Categories
cloud data center fpga

Why Microsoft is building programmable chips that specialize in search — Tech News and Analysis

English: Altera Stratix IV EP4SGX230 FPGA on a PCB
English: Altera Stratix IV EP4SGX230 FPGA on a PCB (Photo credit: Wikipedia)

SUMMARY: Microsoft has been experimenting with its own custom chip effort in order to make its data centers more efficient, and these chips aren’t centered around ARM-based cores, but rather FPGAs from Altera.

via Why Microsoft is building programmable chips that specialize in search — Tech News and Analysis.

FPGAs for the win, at least for eliminating unnecessary Xeon CPUs for doing online analytic processing for the Bing Search service. MS are saying they can process the same amount of data with half the number of CPUs by offloading some of the heavy lifting from general purpose CPUs to specially programmed FPGAs tune to the MS algorithms to deliver up the best search results. For MS the cost of the data center will out, and if you can drop half of the Xeons in a data center you just cut your per transaction costs by half. That is quite an accomplishment these days of radical incrementalism when it comes to Data Center ops and DevOps. The Field Programmable Gate Array is known as a niche, discipline specific kind of hardware solution. But when flashed, and programmed properly and re-configured as workloads and needs change it can do some magical heavy lifting from a computing standpoint.
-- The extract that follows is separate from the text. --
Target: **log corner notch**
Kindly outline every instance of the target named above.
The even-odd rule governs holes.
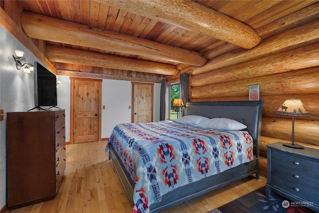
[[[198,32],[245,49],[263,40],[251,27],[213,9],[190,0],[97,0],[101,3]]]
Specifically I’m thinking really repetitive loops or recursive algorithms that take forever to unwind and deliver a final result are things best done in hardware versus software. For Search Engines that might be the process used to determine the authority of a page in the rankings (like Google’s PageRank). And knowing you can further tune the hardware to fit the algorithm means you’ll spend less time attempting to do heavy lifting on the General CPU using really fast C/C++ code instead. In Microsoft’s plan that means less CPUs need to do the same amount of work. And better yet, if you determine a better algorithm for your daily batch processes, you can spin up a new hardware/circuit diagram and apply that to the compute cluster over time (and not have to do a pull and replace of large sections of the cluster). It will be interesting to see if Microsoft reports out any efficiencies in a final report, as of now this seems somewhat theoretical though it may have been tested at least in a production test bed of some sort using real data.

Categories
computers fpga gpu

10 Reasons OpenCL Will Change Your Design Strategy & Market Position | EE Times

OpenCL logo
OpenCL logo (Photo credit: Wikipedia)

OpenCL is a breakthrough precisely because it enables developers to accelerate the real-time execution of their algorithms quickly and easily — particularly those that lend themselves to the considerable parallel processing capabilities of FPGAs (which yield superior compute densities and far better performance/Watt than CPU- and GPU-based solutions)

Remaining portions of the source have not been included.